Features

Poll shows support for death penalty drops

The Associated Press
Friday November 03, 2000

 

LOS ANGELES — Support for the death penalty in California has dropped 20 percent in the last decade, according to a Los Angeles Time poll. 

The poll, published Thursday, found that 58 percent of those surveyed supported the death penalty, down from 78 percent in 1990. It also found that 44 percent of residents opposed a moratorium, while 42 percent supported one. 

The findings come at a time of intensifying national scrutiny of capital punishment and the decline is in line with similar trends in other polls. 

In March, a Gallup poll found that 66 percent of Americans back the death penalty, a 19-year low. 

The Times Poll found that opposition to the death penalty in California was strongest among blacks, with 49 percent disapproving and 42 percent approving.
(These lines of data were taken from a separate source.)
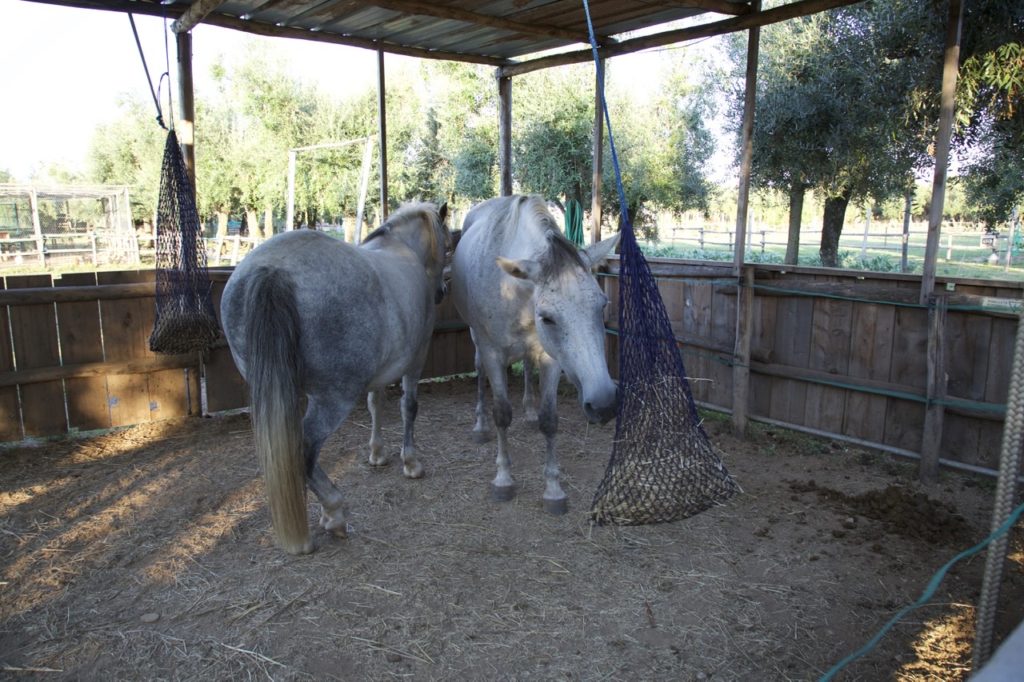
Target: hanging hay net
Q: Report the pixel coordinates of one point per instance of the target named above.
(663, 466)
(185, 322)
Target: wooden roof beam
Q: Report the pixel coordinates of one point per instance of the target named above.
(193, 16)
(781, 13)
(717, 6)
(458, 14)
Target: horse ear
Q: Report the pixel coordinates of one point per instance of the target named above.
(520, 269)
(596, 253)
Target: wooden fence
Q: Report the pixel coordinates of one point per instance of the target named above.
(847, 353)
(75, 356)
(833, 352)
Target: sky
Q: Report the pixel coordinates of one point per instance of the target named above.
(62, 72)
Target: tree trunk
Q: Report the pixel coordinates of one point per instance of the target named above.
(832, 228)
(252, 222)
(267, 221)
(796, 210)
(221, 224)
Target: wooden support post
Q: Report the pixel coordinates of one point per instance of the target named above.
(937, 379)
(595, 202)
(747, 143)
(36, 225)
(186, 104)
(364, 185)
(741, 354)
(949, 71)
(290, 200)
(505, 134)
(382, 130)
(907, 206)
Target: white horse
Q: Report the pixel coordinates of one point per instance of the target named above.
(312, 320)
(527, 293)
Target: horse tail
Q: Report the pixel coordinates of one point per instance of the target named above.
(274, 370)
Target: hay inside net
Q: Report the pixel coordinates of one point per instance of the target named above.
(663, 466)
(185, 322)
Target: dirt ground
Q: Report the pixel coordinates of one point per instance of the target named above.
(146, 554)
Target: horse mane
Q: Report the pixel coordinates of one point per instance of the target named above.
(413, 212)
(561, 253)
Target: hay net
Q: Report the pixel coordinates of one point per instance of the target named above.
(663, 466)
(185, 322)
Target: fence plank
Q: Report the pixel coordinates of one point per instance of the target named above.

Support was strongest among whites, with 66 percent approving and only 30 percent disapproving. 

Gov. Gray Davis has voiced firm support for execution “as a matter of deep conviction.” He has rejected all three requests for clemency that have come before him since he took office in January 1999 and has repeatedly said he opposes a moratorium on executions. 

Lance Lindsey, director of Death Penalty Focus, a San Francisco-based group that opposes capital punishment, said he believes that “a large part of the reaction is a backlash to what is going on in Texas.” 

Texas has executed 232 people – more than any other state – since the Supreme Court permitted the reinstatement of capital punishment in 1976. 

 

California has the nation’s largest death row, with 577 inmates, but has had only eight executions since reinstating capital punishment. 

Experts also believe the findings reflect the growing concern over how the death penalty is administered and the widespread publicity about wrongful convictions around the country — including 13 in Illinois in recent years. 

The Times poll surveyed 1,837 California adults from Oct. 19 to 23 and has a margin of sampling error of plus or minus 3 percentage points.